A Proteção do Consumidor na Black Friday.

anasuzart 16 de novembro de 2019
 A Proteção do Consumidor na Black Friday.

DICAS PARA SE PREVENIR DAS CONDUTAS ABUSIVAS DOS FORNECEDORES.

Ana Clara Suzart Lopes da Silva[1]

INTRODUÇÃO

A Black Friday surgiu no final do século XIX, nos Estados Unidos da América, e inaugurou uma grande tradição de descontos no mundo inteiro. Esse evento ocorre um dia após o feriado americano de Ação de Graças (Thanksgiving), um dos mais importantes do país, na última sexta-feira do mês de novembro[2]. No Brasil, a primeira Black Friday aconteceu no dia 28 de novembro de 2010, reunindo mais de 50 lojas do varejo nacional, porém abrangeu apenas ofertas online[3]. Contudo, desde essa data, o evento se expandiu e, atualmente, atinge variados empreendimentos de pequeno a grande porte, envolvendo ofertas online e também nas lojas físicas.

No ano de 2019, a Black Friday será promovida no dia 29 de novembro, contudo inúmeras lojas online e física declaram aberta de antemão a temporada de descontos.  No Brasil, o interesse por esse evento tem aumentado paulatinamente.

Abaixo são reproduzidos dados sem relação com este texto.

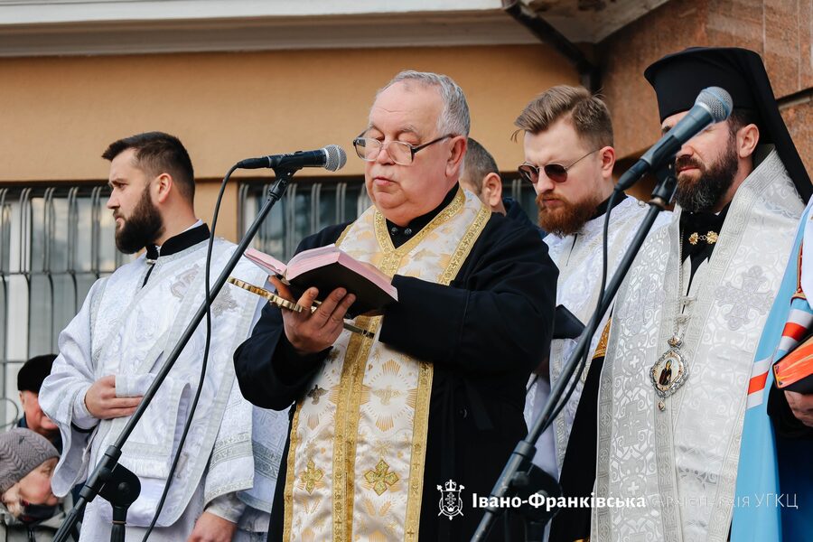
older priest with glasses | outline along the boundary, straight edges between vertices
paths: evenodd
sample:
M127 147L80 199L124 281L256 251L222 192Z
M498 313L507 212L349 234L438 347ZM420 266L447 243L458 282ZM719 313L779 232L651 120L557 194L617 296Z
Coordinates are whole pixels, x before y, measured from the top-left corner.
M268 306L235 353L247 398L295 405L271 540L468 539L483 513L472 493L490 493L526 434L557 271L534 229L460 189L468 132L448 77L405 71L382 89L353 142L373 206L299 250L336 243L391 276L398 302L355 319L372 338L342 330L343 288L313 313Z

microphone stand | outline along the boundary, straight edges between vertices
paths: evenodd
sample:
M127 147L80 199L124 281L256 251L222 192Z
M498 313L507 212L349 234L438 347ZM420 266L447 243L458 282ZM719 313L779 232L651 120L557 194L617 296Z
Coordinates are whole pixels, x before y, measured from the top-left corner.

A empresa Provokers realizou uma pesquisa no mês de julho de 2018, com 1.500 consumidores online, das classes A, B e C, de diversas regiões do país, com idade entre 18 e 54 anos e concluiu que 99,5% dos entrevistados conheciam a data e apenas 9% dissertam que não pretendem aproveitar a oportunidade para realizar algum tipo de compra esse ano[4].

A opinion box realizou uma pesquisa exclusiva de intenção de compra e concluiu que 79% pretendem comprar na Black Friday de 2019, 18% estão se decidindo e apenas 3% dos entrevistados não pretende gastar nada na data. No entanto, 55% dessa parcela que não tem intenção de adquirir nada mudaria de ideia estando diante de um bom preço[5].

Neste sentido, sabe-se que os consumidores, sempre à procura de oportunidades em que possam adquirir produtos e contratar serviços por um preço mais baixo, aumentam essa busca nas proximidades do período natalino. No entanto, é preciso estar atento, tendo em vista que os fornecedores aproveitam esse contexto de descontos e de mobilização dos consumidores para empreender práticas abusivas e promover a intitulada “Black Fraude”.

Observe que no ano de 2017 foram registradas 3,5 mil reclamações, estando dentre as principais queixas: a propaganda enganosa (13,5%), problemas com a finalização da compra (9,6%) e a divergência de valores (8,8%)[6]. Além das práticas relatadas, também se constatam: problemas para acessar os sites; falta de estoque dos produtos anunciados; sumiço de produtos do carrinho virtual; sites, páginas e e-mails falsos.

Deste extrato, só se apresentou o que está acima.